Uma pequena estalagem localizava-se à beira da estrada vazia. Havia uma luz amarelada nas janelas. O único som era de vozes masculinas, que se calaram assim que entramos. O OIA tomou a dianteira, para o caso de haver problemas. Eu o segui com a maleta. Em uma única sala de teto baixo, um grupo de camponeses de macacão azul nos encarava, com espanto mudo, através da fumaça de tabaco. As mesas de bilhar ocupavam o centro da sala. Ninguém estava jogando. Havia um banco vago junto ao balcão.
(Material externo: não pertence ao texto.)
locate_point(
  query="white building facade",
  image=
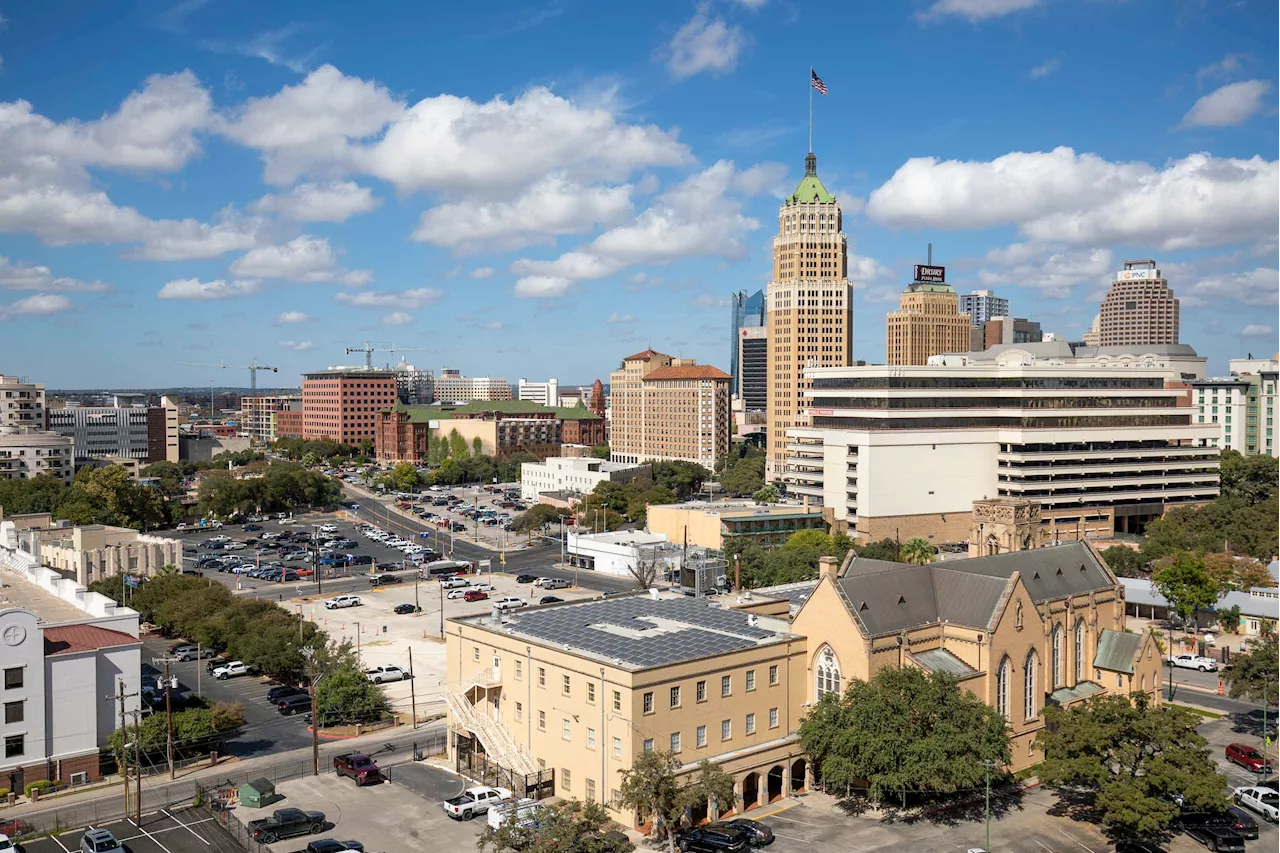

O OIA sentou-se ali. Com a maleta aos meus pés, sentei-me ao lado dele, observado pelos camponeses. O OIA pediu duas cervejas em um alemão engrolado e cortante. Hoje eu me pergunto se "duas cervejas" não seria todo o alemão que ele sabia. O proprietário do estabelecimento colocou as cervejas na nossa frente, e o barulho que elas fizeram ao bater na mesa pareceu ecoar para sempre.

"Que tal um jogo de bilhar?", o OIA murmurou, em inglês, pelo canto da boca.

Eu topo, murmurei em resposta.

A arma era mesmo parte de mim, de tal forma que eu tinha parado de sentir sua presença na minha cintura. Ao me inclinar para acertar a bola, fui surpreendido pelo tinir de um objeto metálico pesado batendo no chão de azulejo e olhei em volta para descobrir de onde vinha. Quando finalmente vi a Browning aos meus pés, a taverna já estava vazia de clientes e proprietário. Eu recuperei a arma, coloquei-a de volta na cintura e apanhei a maleta.

"Abortar", o OIA ordenou, detendo-se apenas para terminar sua cerveja.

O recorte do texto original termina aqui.